O diretor administrativo GHC, Cláudio Oliveira, afirma que o hospital possui um quadro de funcionários com idade mais avançada. Segundo ele, não é possível afirmar que os profissionais pegaram a doença dentro da área hospitalar:
— A transmissão não é concentrada, são pessoas de várias áreas distintas, até de vários hospitais. Como a transmissão é comunitária não temos certeza de onde a pessoa pegou. O complexo tem quatro hospitais, 12 unidades de saúde, três Caps (Centro de Atenção Psicossocial) e uma UPA.
Todo o complexo hospitalar possui 9,2 mil funcionários. A instituição comprou 10 mil testes rápidos, mas há atraso na entrega dos lotes. Frente a situação, o GHC recebeu a autorização, em caráter excepcional, para contratar 1,5 mil profissionais. A área de Recursos Humanos está recebendo as demandas dos gerentes e avaliando as necessidades com a diretoria do GHC. Em um primeiro momento, serão chamados somente para o Hospital Nossa Senhora da Conceição 20 médicos e para a UPA Moacyr Scliar, 10 médicos.

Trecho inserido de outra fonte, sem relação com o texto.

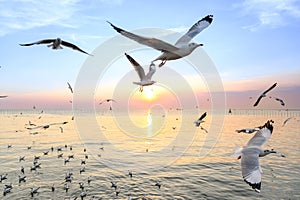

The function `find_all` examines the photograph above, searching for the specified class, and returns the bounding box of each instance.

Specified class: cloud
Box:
[0,0,78,36]
[235,0,300,31]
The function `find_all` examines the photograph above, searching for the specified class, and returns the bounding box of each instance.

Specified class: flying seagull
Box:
[253,83,277,107]
[194,112,206,127]
[20,38,92,56]
[99,99,117,105]
[107,15,213,67]
[125,53,156,92]
[233,120,277,192]
[67,82,73,94]
[235,128,260,134]
[273,97,285,106]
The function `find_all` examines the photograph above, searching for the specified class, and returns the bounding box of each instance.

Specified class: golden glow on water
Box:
[0,110,300,199]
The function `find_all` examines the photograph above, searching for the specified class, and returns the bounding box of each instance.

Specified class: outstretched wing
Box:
[253,95,263,107]
[246,120,273,147]
[20,39,55,46]
[198,112,206,121]
[146,64,156,80]
[241,148,262,192]
[67,82,73,93]
[61,40,91,56]
[175,15,213,46]
[107,21,178,52]
[125,53,145,80]
[263,83,277,94]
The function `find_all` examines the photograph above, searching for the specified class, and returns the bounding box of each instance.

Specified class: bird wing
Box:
[246,121,273,147]
[175,15,213,46]
[198,112,206,121]
[241,148,262,192]
[20,39,55,46]
[263,83,277,94]
[107,21,179,52]
[125,53,145,81]
[61,40,91,56]
[67,82,73,93]
[253,95,263,107]
[146,64,156,80]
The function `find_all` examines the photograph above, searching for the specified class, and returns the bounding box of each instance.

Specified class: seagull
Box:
[125,53,156,92]
[3,187,12,196]
[233,120,277,192]
[30,187,40,197]
[67,82,73,94]
[154,181,161,189]
[194,112,206,127]
[20,38,92,56]
[253,83,277,107]
[282,117,292,126]
[99,99,116,105]
[19,175,26,183]
[107,15,213,67]
[273,97,285,106]
[235,128,260,134]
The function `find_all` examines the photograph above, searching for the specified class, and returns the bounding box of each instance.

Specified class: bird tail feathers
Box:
[231,146,243,158]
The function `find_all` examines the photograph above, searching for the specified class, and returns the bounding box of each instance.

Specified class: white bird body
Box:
[233,120,277,192]
[108,15,213,67]
[125,53,156,92]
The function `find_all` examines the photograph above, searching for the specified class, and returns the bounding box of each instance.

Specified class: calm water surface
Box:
[0,111,300,199]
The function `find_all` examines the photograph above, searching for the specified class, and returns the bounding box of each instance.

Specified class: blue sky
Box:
[0,0,300,108]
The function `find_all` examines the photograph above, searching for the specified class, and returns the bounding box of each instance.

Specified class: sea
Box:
[0,109,300,200]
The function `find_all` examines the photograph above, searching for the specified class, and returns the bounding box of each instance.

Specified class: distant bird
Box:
[19,156,25,162]
[30,187,40,197]
[99,99,117,105]
[125,53,156,92]
[282,117,293,126]
[194,112,206,127]
[273,97,285,106]
[67,82,73,94]
[20,38,91,56]
[235,128,260,134]
[233,120,276,192]
[0,174,7,183]
[200,126,208,133]
[253,83,277,107]
[110,181,118,190]
[3,187,12,196]
[128,171,133,178]
[154,181,161,189]
[26,122,68,130]
[21,166,25,174]
[107,15,213,67]
[19,175,26,183]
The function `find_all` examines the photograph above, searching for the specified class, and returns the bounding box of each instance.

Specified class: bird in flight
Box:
[67,82,73,94]
[107,15,213,67]
[194,112,206,127]
[253,83,277,107]
[233,120,284,192]
[125,53,156,92]
[20,38,92,56]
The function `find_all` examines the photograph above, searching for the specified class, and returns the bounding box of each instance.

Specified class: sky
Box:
[0,0,300,109]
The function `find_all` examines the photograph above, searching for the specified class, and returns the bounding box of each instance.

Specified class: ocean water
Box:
[0,110,300,200]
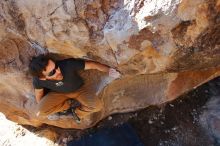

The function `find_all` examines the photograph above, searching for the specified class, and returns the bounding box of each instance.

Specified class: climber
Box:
[29,54,120,122]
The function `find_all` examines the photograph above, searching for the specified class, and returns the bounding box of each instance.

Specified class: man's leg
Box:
[37,92,70,116]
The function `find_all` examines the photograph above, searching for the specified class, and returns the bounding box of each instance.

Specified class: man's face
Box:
[42,60,63,80]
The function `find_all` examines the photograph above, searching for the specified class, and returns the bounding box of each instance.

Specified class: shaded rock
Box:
[0,0,220,129]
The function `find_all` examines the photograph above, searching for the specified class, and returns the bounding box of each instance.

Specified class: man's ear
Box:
[39,75,47,80]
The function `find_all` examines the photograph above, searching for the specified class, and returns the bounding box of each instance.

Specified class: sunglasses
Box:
[47,64,59,77]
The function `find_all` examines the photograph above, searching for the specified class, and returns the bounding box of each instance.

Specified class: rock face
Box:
[0,0,220,129]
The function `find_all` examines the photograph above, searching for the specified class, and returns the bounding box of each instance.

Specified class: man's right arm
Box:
[34,89,44,103]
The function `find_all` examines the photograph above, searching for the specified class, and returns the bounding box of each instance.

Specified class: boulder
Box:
[0,0,220,129]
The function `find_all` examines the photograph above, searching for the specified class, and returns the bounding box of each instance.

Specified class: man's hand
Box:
[108,68,121,79]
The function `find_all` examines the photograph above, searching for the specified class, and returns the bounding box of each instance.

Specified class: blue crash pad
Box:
[67,124,144,146]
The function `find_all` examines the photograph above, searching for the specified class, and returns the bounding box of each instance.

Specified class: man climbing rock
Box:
[29,55,120,122]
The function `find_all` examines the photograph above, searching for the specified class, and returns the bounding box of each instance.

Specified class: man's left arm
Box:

O Hospital de Clínicas de Porto Alegre (HCPA) sai na frente porque consegue diagnosticar seus profissionais dentro da própria instituição, sem precisar entrar na fila de testes do Laboratório Central de Saúde Pública do Rio Grande do Sul (Lacen) — recurso que o GHC não dispõe. Com isso, o Clínicas tem apenas 36 afastados — entre suspeitos e confirmados.
O gerente de Risco do HCPA Ricardo Kuchenbecker explica que a instituição utilizou recursos próprios e desenvolveu uma metodologia, seguindo o Centro de Prevenção de Controle de Doenças norte-americana e validada pelo Lacen, que permite que os profissionais sejam testados no hospital com resultados que saem em menos de 24 horas. Essa agilidade traz diversos reflexos na operação:
— Conseguimos diminuir a exposição do profissional, evitando que ele trabalhe com sintomas, e do seu conjunto de contactantes, dos colegas de trabalho, pacientes e familiares.
O teste feito no Clínicas é o PCR, que detecta a presença do vírus já nas primeiras horas de contaminação. Na avaliação de Kuchenbecker, o exame traz uma informação fundamental para quem está em atendimento. Ao mesmo tempo em que reduz o contato dela com outras pessoas, diminui o tempo em que é afastada, caso o teste aponte negativo para covid-19.
— O insumo mais importante do Rio Grande do Sul não é leito, são os testes. É o acesso aos testes. A testagem é útil para proteger áreas muito críticas como a UTI, onde a exposição é muito maior — afirma.
Em Sapucaia do Sul, a prefeitura ampliou a testagem para todos os trabalhadores sintomáticos e obtém resultado em menos de 48 horas. Ainda assim, 108 profissionais estão afastados. Entre as prefeituras, Novo Hamburgo é a que registra maior quantidade de profissionais afastados, são 258, dos quais 165 tem sintomas de gripe e são suspeitos de ter coronavírus. Em Porto Alegre, são 71 profissionais ligados a Secretaria Municipal de Saúde afastados. No sul do Estado, Pelotas, com apenas 23 afastados, trabalha com escalas conjuntas entre os hospitais e a secretaria para fazer remanejamentos de serviços eletivos, que não estão funcionando.